Eye of the Gale jumped on the media wagon and contacted Bennett’s family and his new college coach to find out more about how he is adapting to his new-found celebrity status.

“I think the notoriety is great,” said KSU Head Basketball Coach Robert Senderoff.

KSU basketball coach, Robert Senderoff. Photo courtesy Google images.

“This is an inspirational story to many. I have gotten calls, emails and letters from all throughout the country because of Kalin’s story.”

When Bennett was younger, his family was told that due to autism, he would never walk or even talk. But that news did not stop his mother, Sonja Bennett from encouraging her son to succeed. When Bennett was introduced to basketball in the third grade, his life changed for the better.

“The light came on,” said Sonja Bennett.

Basketball, she said helped her son build self-esteem.

“He had brotherhood (with his teammates) and it taught him about teamwork,” she stated in an online interview.

Not only is Bennett an accomplished basketball athlete, he is also gifted in mathematics and music. The 6 foot 10 inch tall basketball athlete plays four different instruments.

Bennett was recruited by a number of colleges but he said that KSU seemed like a good fit for him.

“It felt like home,” he said.

Part of his decision included the “school’s nationally recognized autism initiatives,” said Bennett.

Bennett’s recruitment to KSU and the media attention he has received has been a positive example for other people with autism. The director of adult services at Autism Speaks says she is hopeful Bennett’s story will inspire others.

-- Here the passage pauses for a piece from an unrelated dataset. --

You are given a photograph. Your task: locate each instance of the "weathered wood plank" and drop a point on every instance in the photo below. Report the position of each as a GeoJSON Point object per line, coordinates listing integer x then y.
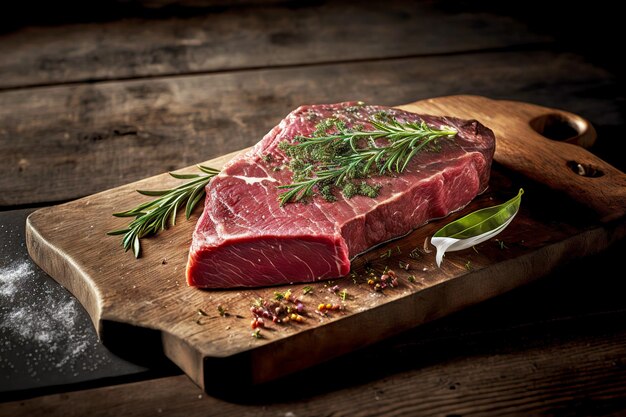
{"type": "Point", "coordinates": [199, 38]}
{"type": "Point", "coordinates": [546, 373]}
{"type": "Point", "coordinates": [59, 143]}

“The public nature of his decision can have a really great impact on younger children with autism who may not have seen this path for themselves,” she said.

Although KSU staff also sees Bennett as an inspiration to others, Senderoff clearly pointed out that his new-found popularity had nothing to do with his signing.

“It’s also very important to Kalin and to me that everyone understands that we recruited him for the player and the person that Kalin . . . not the notoriety that he has received.”

Senderoff said that Bennett was recruited for his ability.

“We recruited Kalin because we saw great potential in him as a basketball player. He is big, has great hands and feet and plays very hard. Kalin is also a great teammate and a person we are excited to have join our program,” Senderoff told Eye of the Gale.

“Kalin brings size, strength and toughness to the team. He also has a great attitude which will help him as well.”

Bennett is planning to move 900 miles from his home in Arkansas to Kent, Ohio. He is expected to arrive at KSU in June to begin working on his college degree and basketball career.